Saga #96 Arthur Review

Comments

by Neil Cosgrove


I have just finished reading the "Arthur" review in issue #96 of Saga (which before I get too far let me compliment you on striking a great balance between scholarship, readability and enjoyability). If I may be allowed to make a comment on your editor's note where you gently chided the review for not seeing the movie as entertainment? In my own opinion, I have a tough time accepting that when the movie starts off with Iaon Guffuard's dramatic baritone "Based on the latest archeological evidence" and nor use advertisements "Arthur, the true story" etc. as this implies that the movie is indeed historically accurate, when in fact as your reviewer so eloquently pointed out it is not. It is statement like these which cause many unsuspecting viewers to become unwitting alumni of "The Oliver Stone School of History".

If a movie is going to be strictly an entertainment, then it shouldn't try to legitimize itself by taking on the trappings of being based on historical fact, and it is in doing this that "Arthur" goes wrong for me. This is especially disingenuous when it distorts facts, such as this film does about early Christianity, perhaps deliberately to make a "statement"; it is misleading and intellectually dishonest.

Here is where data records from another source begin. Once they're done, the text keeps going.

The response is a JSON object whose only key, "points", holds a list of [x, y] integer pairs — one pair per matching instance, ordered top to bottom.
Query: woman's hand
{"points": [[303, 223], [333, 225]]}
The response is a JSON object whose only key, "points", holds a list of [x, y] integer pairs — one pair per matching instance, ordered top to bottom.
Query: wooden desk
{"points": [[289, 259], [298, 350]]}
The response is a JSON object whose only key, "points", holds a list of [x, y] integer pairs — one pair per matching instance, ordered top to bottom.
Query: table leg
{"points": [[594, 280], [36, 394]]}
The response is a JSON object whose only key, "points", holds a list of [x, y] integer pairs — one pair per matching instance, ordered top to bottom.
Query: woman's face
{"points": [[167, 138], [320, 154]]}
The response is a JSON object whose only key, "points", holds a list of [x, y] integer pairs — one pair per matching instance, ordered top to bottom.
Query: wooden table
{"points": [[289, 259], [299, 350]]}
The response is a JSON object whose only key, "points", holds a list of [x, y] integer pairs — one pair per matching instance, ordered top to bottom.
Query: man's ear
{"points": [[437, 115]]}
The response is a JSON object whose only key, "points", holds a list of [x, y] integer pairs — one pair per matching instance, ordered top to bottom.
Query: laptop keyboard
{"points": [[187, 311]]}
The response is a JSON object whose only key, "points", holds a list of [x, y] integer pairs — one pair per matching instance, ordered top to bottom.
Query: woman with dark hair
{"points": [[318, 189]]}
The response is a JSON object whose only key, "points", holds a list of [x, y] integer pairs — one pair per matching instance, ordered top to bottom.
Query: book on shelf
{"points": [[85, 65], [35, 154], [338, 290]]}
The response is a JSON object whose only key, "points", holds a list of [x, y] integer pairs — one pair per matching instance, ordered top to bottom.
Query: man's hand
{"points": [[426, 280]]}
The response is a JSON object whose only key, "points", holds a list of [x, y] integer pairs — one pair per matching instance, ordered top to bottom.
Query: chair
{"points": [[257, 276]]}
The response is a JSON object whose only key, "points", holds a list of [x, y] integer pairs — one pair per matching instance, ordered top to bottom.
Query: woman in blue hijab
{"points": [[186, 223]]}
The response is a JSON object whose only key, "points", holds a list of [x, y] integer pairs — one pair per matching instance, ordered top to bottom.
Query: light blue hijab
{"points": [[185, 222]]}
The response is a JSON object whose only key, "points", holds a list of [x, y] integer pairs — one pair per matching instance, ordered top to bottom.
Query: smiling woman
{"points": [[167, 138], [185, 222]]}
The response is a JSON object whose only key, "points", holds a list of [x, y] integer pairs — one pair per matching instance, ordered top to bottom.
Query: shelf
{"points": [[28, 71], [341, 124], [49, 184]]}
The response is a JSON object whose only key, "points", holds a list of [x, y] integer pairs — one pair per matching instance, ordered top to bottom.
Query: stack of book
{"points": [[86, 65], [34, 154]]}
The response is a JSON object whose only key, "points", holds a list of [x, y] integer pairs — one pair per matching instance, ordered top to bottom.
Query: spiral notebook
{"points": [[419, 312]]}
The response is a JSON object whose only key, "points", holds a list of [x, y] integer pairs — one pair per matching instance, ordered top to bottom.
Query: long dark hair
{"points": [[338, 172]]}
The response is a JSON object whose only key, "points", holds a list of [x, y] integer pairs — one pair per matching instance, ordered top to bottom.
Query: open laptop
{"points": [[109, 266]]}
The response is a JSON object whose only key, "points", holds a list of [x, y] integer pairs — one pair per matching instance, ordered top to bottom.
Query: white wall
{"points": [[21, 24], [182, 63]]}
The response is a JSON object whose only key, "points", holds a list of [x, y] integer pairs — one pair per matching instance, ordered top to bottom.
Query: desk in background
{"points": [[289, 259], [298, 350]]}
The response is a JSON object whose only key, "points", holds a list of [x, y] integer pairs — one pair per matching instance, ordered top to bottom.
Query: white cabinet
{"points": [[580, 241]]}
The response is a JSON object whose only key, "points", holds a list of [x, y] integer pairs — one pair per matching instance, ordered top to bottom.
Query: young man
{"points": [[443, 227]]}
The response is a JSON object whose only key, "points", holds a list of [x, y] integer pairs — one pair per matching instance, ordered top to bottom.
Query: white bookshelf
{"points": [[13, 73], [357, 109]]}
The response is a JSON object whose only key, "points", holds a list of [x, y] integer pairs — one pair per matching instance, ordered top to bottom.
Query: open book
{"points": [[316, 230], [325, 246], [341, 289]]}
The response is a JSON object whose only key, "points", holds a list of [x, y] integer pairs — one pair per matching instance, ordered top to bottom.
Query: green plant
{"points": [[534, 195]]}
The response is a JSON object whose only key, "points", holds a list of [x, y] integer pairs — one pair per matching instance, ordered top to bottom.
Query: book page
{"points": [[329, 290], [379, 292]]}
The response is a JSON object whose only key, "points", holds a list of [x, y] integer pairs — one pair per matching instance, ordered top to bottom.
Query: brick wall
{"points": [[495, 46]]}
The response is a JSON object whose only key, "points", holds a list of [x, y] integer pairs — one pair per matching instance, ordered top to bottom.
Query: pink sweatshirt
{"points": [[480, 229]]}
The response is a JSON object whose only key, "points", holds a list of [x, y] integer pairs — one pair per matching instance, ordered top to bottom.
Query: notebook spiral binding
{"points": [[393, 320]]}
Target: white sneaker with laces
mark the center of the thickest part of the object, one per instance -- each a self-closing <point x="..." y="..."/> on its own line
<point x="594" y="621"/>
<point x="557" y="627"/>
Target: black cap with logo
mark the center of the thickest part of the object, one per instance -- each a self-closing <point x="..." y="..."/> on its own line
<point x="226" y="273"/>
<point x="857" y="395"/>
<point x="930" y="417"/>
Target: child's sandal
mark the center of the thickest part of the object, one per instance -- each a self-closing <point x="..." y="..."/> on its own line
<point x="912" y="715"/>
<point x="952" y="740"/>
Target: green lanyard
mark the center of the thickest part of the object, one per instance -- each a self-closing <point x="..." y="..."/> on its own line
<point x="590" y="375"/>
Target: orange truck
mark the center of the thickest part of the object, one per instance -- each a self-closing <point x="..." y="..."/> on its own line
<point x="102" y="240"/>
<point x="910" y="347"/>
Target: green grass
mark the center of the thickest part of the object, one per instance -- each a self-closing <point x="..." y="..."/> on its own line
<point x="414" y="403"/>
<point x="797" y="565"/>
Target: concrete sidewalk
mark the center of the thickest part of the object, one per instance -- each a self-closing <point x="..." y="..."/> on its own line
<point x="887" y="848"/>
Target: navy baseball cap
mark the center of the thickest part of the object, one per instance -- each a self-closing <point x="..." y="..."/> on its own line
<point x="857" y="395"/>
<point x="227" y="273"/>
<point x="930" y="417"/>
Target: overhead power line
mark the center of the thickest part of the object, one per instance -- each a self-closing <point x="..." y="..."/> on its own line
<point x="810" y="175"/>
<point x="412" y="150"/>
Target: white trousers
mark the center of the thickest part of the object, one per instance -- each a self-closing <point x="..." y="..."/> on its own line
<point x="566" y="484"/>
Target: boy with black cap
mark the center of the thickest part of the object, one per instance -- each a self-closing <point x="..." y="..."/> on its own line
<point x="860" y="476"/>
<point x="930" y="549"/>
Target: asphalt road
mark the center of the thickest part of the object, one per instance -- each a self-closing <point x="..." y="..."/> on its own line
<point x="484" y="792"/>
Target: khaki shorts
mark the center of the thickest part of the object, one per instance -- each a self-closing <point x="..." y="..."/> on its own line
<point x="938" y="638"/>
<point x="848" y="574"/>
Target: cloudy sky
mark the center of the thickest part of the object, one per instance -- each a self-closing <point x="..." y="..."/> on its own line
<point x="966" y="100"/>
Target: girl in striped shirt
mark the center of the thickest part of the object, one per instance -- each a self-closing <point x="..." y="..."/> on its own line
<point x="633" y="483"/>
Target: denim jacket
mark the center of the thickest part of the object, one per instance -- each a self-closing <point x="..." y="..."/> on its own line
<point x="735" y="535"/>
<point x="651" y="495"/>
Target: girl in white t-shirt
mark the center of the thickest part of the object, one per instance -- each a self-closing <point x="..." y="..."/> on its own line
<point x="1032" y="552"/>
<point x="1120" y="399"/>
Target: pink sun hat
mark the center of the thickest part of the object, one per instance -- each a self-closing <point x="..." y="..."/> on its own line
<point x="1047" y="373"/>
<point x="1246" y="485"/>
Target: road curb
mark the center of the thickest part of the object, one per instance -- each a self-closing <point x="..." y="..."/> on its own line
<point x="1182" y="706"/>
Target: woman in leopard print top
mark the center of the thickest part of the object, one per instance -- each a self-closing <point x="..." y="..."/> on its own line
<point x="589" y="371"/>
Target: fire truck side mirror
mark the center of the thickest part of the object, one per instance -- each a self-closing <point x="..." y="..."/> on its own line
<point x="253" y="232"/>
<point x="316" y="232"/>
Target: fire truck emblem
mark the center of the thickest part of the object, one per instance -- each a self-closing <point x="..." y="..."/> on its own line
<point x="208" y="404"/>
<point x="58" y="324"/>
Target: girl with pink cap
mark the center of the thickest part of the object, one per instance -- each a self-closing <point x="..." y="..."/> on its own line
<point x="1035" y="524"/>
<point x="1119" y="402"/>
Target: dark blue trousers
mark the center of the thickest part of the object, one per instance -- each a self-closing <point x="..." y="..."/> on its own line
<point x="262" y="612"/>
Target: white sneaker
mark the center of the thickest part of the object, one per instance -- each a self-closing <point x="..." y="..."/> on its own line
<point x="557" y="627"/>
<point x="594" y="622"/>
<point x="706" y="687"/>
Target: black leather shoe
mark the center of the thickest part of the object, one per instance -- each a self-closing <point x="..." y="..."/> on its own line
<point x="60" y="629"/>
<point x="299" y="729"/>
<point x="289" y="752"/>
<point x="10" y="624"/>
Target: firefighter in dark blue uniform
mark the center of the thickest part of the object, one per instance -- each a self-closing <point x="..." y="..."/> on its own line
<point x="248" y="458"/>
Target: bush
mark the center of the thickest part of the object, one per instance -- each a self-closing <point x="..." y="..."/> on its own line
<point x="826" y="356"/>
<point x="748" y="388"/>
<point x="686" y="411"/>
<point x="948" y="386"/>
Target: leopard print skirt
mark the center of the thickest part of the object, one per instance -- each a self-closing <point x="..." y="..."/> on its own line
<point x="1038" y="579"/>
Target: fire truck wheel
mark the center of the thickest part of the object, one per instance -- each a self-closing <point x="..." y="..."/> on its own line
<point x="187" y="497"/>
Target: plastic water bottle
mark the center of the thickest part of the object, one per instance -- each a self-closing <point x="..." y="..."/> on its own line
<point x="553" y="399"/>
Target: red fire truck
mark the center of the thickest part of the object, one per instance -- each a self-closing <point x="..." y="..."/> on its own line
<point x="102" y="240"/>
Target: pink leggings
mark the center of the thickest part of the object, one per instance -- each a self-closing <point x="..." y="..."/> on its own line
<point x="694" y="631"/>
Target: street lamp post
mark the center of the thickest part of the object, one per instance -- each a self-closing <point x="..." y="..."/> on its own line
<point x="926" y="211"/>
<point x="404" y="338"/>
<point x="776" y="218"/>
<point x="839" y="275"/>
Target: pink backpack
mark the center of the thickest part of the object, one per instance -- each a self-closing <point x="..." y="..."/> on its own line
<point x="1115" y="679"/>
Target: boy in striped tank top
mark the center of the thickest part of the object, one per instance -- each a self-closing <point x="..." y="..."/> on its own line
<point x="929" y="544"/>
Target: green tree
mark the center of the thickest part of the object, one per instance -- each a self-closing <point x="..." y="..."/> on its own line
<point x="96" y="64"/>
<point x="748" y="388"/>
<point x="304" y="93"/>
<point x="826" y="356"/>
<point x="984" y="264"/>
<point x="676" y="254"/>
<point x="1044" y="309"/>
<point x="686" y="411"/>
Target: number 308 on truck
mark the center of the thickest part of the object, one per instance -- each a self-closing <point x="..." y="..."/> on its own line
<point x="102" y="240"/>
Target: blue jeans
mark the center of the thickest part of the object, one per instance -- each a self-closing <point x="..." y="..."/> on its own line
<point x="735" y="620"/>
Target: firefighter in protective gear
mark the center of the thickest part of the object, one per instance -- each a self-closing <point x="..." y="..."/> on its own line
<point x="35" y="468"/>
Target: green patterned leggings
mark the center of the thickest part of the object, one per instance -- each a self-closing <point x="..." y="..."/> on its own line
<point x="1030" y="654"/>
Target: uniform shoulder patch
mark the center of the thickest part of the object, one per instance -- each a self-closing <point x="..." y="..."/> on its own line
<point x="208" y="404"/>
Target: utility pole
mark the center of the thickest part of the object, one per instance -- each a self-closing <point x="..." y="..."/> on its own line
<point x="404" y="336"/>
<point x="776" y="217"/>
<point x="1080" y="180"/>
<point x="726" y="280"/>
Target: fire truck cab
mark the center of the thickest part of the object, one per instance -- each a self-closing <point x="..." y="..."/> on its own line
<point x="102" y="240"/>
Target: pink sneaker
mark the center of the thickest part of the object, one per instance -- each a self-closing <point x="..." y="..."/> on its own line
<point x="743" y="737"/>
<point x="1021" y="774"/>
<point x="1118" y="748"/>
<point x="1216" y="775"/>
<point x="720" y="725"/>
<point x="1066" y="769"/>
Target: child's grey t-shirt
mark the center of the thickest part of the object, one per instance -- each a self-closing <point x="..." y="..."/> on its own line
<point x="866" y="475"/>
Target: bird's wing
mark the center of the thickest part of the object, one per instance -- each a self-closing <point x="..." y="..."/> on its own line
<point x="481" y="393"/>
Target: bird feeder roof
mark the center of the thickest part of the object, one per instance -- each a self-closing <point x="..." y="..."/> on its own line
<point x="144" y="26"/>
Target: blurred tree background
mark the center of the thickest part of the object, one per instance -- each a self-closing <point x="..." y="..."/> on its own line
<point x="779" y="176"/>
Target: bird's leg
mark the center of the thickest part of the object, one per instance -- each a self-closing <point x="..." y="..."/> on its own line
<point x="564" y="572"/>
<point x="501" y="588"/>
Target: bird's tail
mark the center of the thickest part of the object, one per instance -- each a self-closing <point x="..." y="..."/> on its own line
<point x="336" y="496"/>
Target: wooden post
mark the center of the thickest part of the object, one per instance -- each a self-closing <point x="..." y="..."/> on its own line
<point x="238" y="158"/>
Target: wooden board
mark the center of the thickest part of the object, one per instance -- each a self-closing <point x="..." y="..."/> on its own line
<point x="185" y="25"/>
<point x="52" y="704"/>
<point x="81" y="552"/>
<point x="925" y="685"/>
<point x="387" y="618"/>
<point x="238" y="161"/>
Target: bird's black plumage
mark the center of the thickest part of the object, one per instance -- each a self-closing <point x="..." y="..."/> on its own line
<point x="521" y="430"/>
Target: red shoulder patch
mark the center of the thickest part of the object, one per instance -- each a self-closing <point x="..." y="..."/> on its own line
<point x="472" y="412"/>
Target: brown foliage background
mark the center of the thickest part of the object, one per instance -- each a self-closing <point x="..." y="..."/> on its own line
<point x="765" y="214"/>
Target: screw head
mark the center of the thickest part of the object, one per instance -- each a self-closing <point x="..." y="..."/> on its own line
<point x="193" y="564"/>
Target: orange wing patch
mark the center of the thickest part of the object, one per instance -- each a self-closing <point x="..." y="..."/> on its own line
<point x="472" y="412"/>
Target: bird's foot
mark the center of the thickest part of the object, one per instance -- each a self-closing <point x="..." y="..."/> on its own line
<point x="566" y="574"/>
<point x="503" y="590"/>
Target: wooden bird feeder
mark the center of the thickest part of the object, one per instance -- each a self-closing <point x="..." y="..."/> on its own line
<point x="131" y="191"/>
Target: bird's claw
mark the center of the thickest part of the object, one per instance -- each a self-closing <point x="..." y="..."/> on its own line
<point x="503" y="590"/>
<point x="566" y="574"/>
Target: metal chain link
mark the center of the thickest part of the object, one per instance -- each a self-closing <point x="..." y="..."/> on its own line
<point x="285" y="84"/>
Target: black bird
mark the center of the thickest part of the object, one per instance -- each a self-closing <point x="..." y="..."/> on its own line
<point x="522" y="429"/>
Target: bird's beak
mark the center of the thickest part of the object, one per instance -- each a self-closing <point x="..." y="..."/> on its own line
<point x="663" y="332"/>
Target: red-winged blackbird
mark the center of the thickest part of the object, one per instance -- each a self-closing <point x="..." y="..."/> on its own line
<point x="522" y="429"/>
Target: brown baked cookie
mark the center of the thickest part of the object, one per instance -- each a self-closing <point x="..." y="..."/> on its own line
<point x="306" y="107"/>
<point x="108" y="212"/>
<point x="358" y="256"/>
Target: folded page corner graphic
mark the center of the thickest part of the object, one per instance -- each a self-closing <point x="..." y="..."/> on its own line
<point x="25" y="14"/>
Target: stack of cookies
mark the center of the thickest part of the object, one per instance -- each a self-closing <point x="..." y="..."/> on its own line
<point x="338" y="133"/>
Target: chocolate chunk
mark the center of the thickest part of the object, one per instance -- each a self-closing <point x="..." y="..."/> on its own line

A movie can not have it both ways, puff itself up as historically accurate and then claim "it's only entertainment" when they get caught as not coming through on that statement. For the record, I do not have any objection on the movie "Troy" and agree with your take on the film, as the whole subject is built on myth anyway it is therefore free game for interpretation.

Anyway, my 2 cents, and thank you for fine magazine.